A alimentação ofertada no ambiente escolar exerce papel central na promoção da saúde e na formação de hábitos alimentares ao longo da vida. Além das refeições garantidas pelo Programa Nacional de Alimentação Escolar (PNAE), muitas escolas públicas brasileiras mantêm cantinas ou bares que comercializam alimentos e bebidas. A coexistência desses espaços com a política pública de alimentação escolar tem gerado debates sobre coerência, regulação e impactos na saúde de crianças e adolescentes.
O PNAE estabelece diretrizes claras para a oferta de uma alimentação adequada e saudável, baseada majoritariamente em alimentos in natura e minimamente processados, com restrição à oferta de ultraprocessados. Ainda que as cantinas não façam parte do escopo direto do programa, elas compõem o ambiente alimentar escolar e influenciam escolhas, comportamentos e padrões de consumo. Por isso, sua presença e funcionamento não podem ser analisados de forma dissociada das políticas de saúde e educação.

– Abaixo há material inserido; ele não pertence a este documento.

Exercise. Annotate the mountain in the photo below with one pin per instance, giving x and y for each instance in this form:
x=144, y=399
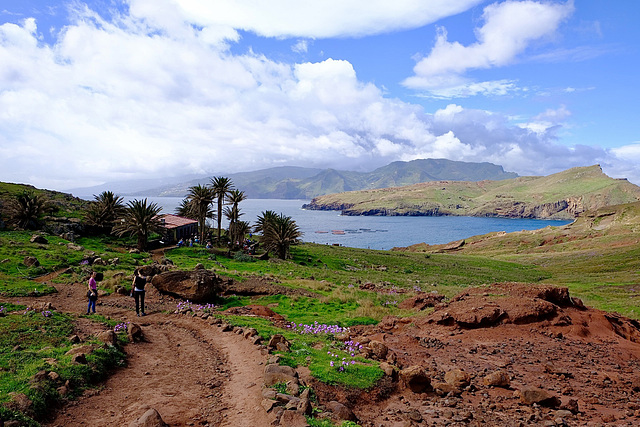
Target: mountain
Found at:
x=289, y=182
x=129, y=187
x=559, y=196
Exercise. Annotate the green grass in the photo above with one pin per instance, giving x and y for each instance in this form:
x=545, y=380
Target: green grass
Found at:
x=28, y=342
x=16, y=279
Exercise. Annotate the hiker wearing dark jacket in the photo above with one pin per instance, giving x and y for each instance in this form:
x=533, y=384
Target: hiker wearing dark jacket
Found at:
x=138, y=291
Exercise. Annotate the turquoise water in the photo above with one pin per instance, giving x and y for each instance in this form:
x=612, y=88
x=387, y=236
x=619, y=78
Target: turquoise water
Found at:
x=374, y=232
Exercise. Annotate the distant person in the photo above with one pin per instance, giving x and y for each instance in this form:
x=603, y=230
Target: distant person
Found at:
x=138, y=291
x=92, y=293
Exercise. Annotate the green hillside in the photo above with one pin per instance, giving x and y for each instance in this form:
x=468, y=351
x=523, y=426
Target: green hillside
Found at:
x=62, y=205
x=306, y=183
x=559, y=196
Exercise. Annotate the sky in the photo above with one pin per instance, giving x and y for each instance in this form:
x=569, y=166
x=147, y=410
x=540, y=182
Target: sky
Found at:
x=111, y=90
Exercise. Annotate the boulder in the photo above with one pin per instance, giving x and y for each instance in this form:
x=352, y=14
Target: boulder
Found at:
x=75, y=247
x=415, y=378
x=457, y=378
x=274, y=374
x=134, y=332
x=108, y=337
x=443, y=389
x=293, y=419
x=387, y=369
x=341, y=411
x=196, y=285
x=378, y=349
x=31, y=261
x=279, y=342
x=497, y=379
x=531, y=395
x=151, y=418
x=36, y=238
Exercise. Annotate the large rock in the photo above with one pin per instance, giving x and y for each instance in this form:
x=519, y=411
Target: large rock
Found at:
x=196, y=285
x=31, y=261
x=108, y=337
x=134, y=332
x=151, y=418
x=415, y=378
x=279, y=342
x=531, y=395
x=457, y=378
x=293, y=419
x=378, y=349
x=497, y=379
x=274, y=374
x=36, y=238
x=341, y=411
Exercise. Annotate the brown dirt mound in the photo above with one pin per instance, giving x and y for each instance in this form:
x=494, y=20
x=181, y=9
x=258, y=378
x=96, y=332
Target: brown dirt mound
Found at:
x=504, y=303
x=254, y=310
x=537, y=339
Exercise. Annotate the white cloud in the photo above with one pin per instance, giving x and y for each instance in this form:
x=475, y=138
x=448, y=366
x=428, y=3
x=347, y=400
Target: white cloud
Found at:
x=318, y=19
x=509, y=28
x=144, y=96
x=301, y=46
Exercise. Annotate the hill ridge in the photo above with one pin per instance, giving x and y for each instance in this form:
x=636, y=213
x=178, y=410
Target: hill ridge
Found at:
x=563, y=195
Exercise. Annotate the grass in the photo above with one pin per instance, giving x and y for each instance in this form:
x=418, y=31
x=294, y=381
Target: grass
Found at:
x=312, y=350
x=16, y=279
x=31, y=342
x=599, y=266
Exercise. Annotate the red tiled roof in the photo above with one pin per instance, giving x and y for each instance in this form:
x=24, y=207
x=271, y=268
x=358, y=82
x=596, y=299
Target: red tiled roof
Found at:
x=175, y=221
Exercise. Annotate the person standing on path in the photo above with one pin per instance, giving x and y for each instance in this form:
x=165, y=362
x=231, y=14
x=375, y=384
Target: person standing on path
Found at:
x=92, y=294
x=138, y=291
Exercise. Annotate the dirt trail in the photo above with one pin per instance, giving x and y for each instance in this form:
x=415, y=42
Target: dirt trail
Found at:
x=188, y=370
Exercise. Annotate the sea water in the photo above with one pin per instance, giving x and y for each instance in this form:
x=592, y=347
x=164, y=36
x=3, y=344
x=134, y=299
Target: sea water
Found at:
x=373, y=232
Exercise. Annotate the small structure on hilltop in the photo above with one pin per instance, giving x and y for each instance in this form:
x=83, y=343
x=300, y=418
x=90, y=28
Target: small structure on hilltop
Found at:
x=178, y=227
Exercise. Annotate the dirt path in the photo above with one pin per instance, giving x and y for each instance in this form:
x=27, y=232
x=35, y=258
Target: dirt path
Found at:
x=188, y=370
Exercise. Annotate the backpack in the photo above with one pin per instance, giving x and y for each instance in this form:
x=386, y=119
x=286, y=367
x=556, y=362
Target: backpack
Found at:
x=140, y=282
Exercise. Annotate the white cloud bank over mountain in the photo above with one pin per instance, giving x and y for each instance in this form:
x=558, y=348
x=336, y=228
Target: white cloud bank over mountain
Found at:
x=157, y=92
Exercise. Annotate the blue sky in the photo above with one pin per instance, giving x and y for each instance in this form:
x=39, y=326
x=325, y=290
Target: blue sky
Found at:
x=110, y=90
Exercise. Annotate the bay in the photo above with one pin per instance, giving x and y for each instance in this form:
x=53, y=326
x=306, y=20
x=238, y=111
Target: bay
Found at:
x=372, y=232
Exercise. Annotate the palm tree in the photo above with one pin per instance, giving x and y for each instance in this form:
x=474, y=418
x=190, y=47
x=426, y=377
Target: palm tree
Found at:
x=238, y=230
x=200, y=199
x=221, y=187
x=263, y=220
x=25, y=209
x=184, y=209
x=279, y=233
x=233, y=213
x=140, y=219
x=104, y=211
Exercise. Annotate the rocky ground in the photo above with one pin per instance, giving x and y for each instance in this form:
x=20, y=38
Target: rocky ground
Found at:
x=506, y=354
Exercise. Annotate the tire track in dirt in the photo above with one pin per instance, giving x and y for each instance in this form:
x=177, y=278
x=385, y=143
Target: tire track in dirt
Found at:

Pesquisas recentes indicam que a disponibilidade de alimentos ultraprocessados em ambientes frequentados por adolescentes está associada a maior consumo desses produtos. Estudos mostram que, quando a oferta é restringida nos espaços onde crianças e adolescentes passam grande parte do tempo — como as escolas — há redução no consumo de ultraprocessados e maior adesão a padrões alimentares mais saudáveis, com efeitos que se estendem para fora do ambiente escolar (Azeredo et al., 2019, Scientific Reports; Levy et al., 2021, Cadernos de Saúde Pública; Rezende et al., 2023, Food Policy).
A principal justificativa para a manutenção de cantinas escolares costuma ser o retorno financeiro para as instituições de ensino. No entanto, essa lógica precisa ser confrontada com os custos sociais e sanitários associados ao estímulo ao consumo de alimentos ultraprocessados desde a infância, como o aumento do risco de obesidade, doenças crônicas e prejuízos ao desenvolvimento (IBGE, PeNSE 2019; Organização Mundial da Saúde, 2022). O debate sobre cantinas escolares não é apenas financeiro, mas sobretudo uma questão de saúde pública.

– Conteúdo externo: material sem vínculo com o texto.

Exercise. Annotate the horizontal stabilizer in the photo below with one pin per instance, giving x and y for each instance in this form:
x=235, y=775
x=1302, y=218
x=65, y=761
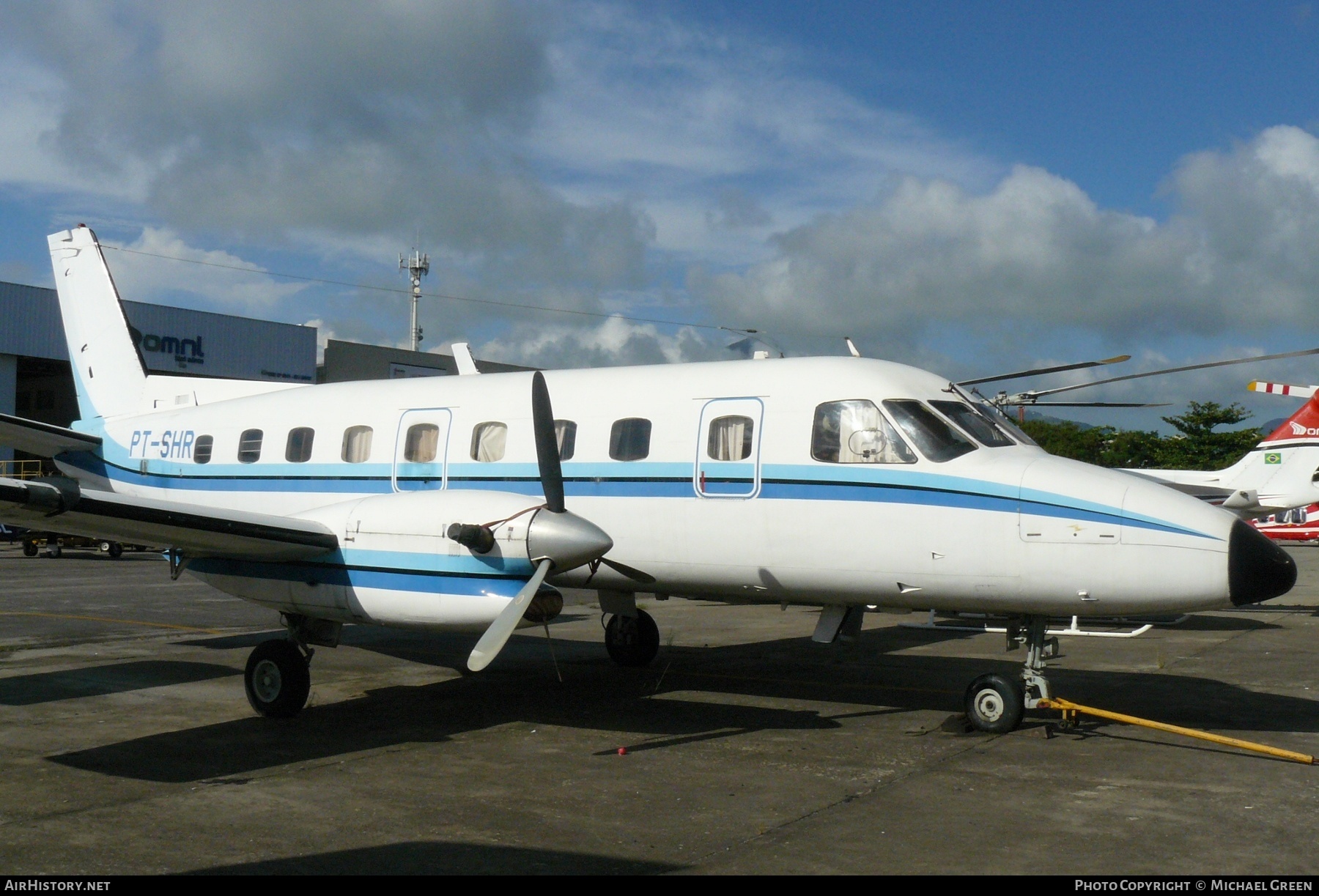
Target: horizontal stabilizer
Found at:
x=43, y=440
x=61, y=506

Diante desse cenário, cresce a necessidade de que escolas e municípios avancem na regulamentação das cantinas escolares, alinhando esses espaços aos princípios da alimentação adequada e saudável. Caso as cantinas continuem existindo, a restrição à oferta de ultraprocessados e bebidas açucaradas deve ser regra, não exceção. Fortalecer ambientes escolares saudáveis é uma estratégia essencial para proteger a saúde das novas gerações e consolidar políticas públicas já estabelecidas no país.
O IGAN reforça a importância do planejamento intersetorial entre Saúde e Educação para qualificar o ambiente alimentar escolar e apoiar municípios na construção de estratégias alinhadas às políticas nacionais de alimentação e nutrição.